A retrospective review of the long-term intraocular pressure (IOP) of 57 trabeculectomies previously enrolled in a prospective study comparing subconjunctival anesthesia to topical lidocaine 2% jelly. Baseline data included patient demographics, diagnosis, and ophthalmic history. Postoperative data included IOP, glaucoma therapy, and any interventions. Follow-up was conducted by reviewing the medical charts from July 2002 to August 2007. Differences between the groups were statistically assessed by the Student t test, χ2 test, Fisher exact test, and Kaplan-Meier survival analysis.

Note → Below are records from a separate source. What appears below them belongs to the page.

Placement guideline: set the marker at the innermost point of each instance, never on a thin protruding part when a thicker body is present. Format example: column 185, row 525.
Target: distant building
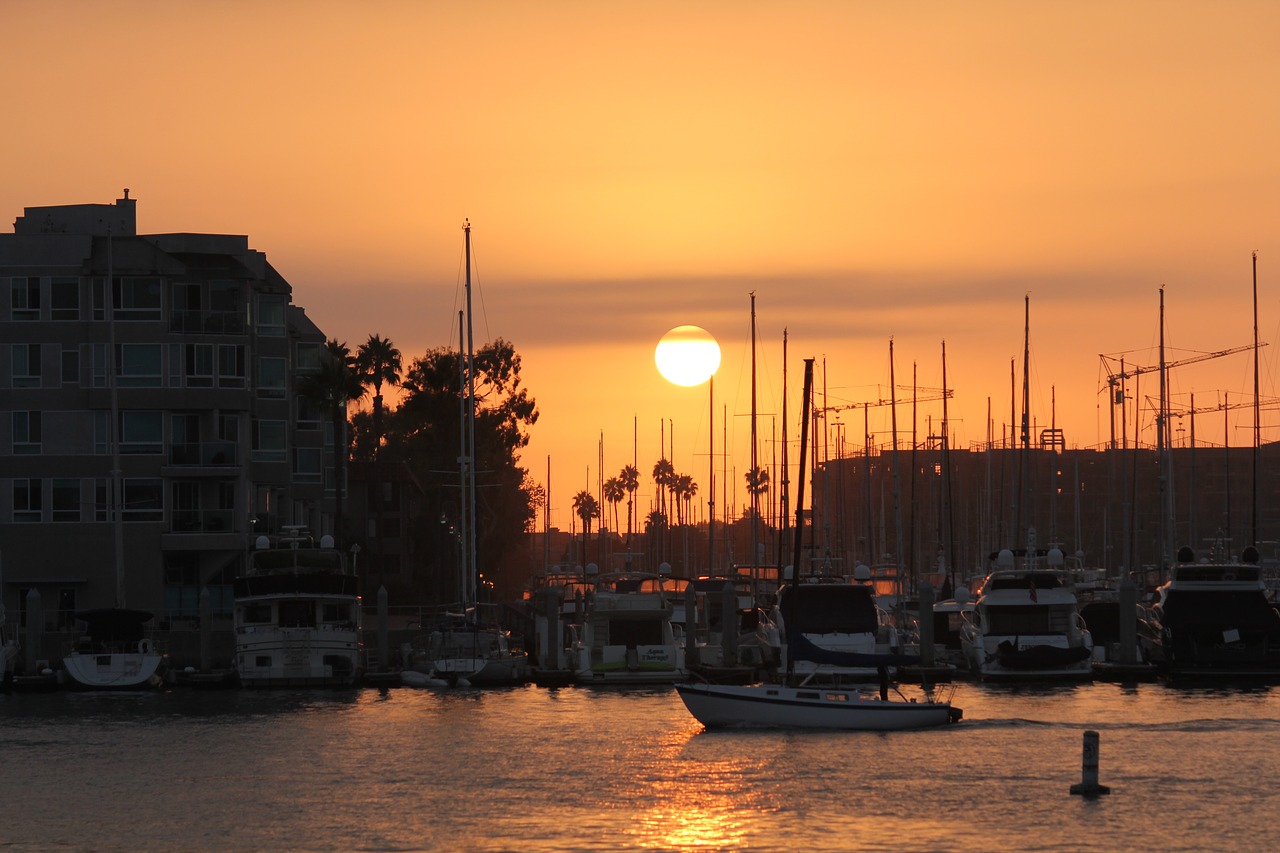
column 213, row 443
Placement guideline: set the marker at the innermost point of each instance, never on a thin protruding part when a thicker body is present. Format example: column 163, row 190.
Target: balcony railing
column 201, row 520
column 204, row 454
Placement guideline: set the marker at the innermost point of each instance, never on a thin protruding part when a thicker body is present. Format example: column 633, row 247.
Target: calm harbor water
column 580, row 769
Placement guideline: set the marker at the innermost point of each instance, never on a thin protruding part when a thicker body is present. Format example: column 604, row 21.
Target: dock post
column 1128, row 620
column 927, row 651
column 728, row 624
column 35, row 630
column 206, row 630
column 384, row 644
column 1089, row 785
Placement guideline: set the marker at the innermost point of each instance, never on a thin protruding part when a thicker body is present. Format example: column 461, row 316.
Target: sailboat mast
column 1257, row 414
column 786, row 480
column 464, row 464
column 755, row 466
column 117, row 484
column 804, row 442
column 471, row 436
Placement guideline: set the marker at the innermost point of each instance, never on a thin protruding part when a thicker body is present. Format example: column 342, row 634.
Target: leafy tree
column 630, row 479
column 378, row 363
column 330, row 387
column 425, row 432
column 586, row 507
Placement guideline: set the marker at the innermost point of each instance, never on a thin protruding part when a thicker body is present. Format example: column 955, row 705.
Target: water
column 580, row 769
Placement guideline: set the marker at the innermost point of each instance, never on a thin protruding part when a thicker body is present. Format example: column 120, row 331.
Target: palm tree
column 684, row 489
column 586, row 507
column 613, row 493
column 757, row 484
column 378, row 361
column 630, row 478
column 330, row 387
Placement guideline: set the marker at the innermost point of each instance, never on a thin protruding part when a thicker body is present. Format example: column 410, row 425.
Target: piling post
column 1128, row 620
column 384, row 638
column 35, row 630
column 728, row 624
column 927, row 657
column 1089, row 785
column 206, row 630
column 691, row 628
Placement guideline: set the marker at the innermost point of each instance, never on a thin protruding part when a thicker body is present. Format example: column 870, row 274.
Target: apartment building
column 150, row 427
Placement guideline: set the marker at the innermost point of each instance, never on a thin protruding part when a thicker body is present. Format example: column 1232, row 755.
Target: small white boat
column 114, row 652
column 809, row 707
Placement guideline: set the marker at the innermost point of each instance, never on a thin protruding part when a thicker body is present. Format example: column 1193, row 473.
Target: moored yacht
column 297, row 615
column 1215, row 620
column 114, row 652
column 1025, row 624
column 626, row 635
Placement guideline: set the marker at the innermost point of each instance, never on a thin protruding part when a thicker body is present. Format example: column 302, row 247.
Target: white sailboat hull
column 785, row 707
column 114, row 670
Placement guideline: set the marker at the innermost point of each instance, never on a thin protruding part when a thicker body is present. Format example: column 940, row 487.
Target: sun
column 688, row 356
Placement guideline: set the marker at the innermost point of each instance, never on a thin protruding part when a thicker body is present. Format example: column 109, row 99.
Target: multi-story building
column 150, row 424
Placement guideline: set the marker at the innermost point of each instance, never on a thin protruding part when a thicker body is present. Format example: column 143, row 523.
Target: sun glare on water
column 688, row 355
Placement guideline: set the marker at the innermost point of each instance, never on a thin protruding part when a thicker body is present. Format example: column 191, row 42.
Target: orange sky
column 871, row 170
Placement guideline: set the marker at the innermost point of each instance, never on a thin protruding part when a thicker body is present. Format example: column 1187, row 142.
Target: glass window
column 270, row 316
column 101, row 500
column 27, row 495
column 270, row 378
column 64, row 297
column 309, row 357
column 200, row 365
column 138, row 365
column 307, row 464
column 101, row 433
column 26, row 297
column 71, row 366
column 231, row 366
column 144, row 498
column 141, row 432
column 138, row 297
column 65, row 500
column 269, row 441
column 26, row 433
column 26, row 365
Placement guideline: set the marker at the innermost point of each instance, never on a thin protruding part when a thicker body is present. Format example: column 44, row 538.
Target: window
column 71, row 366
column 307, row 464
column 26, row 433
column 99, row 355
column 26, row 365
column 231, row 366
column 141, row 432
column 138, row 297
column 309, row 357
column 309, row 414
column 101, row 433
column 200, row 365
column 270, row 316
column 269, row 441
column 27, row 500
column 26, row 297
column 270, row 378
column 64, row 297
column 144, row 498
column 138, row 365
column 65, row 500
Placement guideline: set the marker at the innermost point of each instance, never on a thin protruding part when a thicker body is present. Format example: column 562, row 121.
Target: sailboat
column 789, row 703
column 462, row 646
column 113, row 651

Data were available for 57 of the 58 original study patients, with a median age of 65 years. The median follow-up time was 4.2 years for both groups (range: 0.1 to 4.8). There were no statistically significant differences in baseline characteristics and follow-up observations. At the 4-year follow-up, 29.5% of the subconjunctival anesthesia patients versus 39.5% of the topical lidocaine 2% jelly patients were complete success (IOP between 6 to 21 mm Hg and 20% reduction without glaucoma therapy or repeat filtration surgery, P=0.15) and 82.7% of the subconjunctival anesthesia patients versus 95.8% for the topical lidocaine 2% jelly patients were qualified success (above with or without glaucoma therapy, P=0.39).


Though small numbers observed, the 2 anesthetic techniques did not seem to influence the long-term success of trabeculectomy surgery. Further studies with more patients are warranted.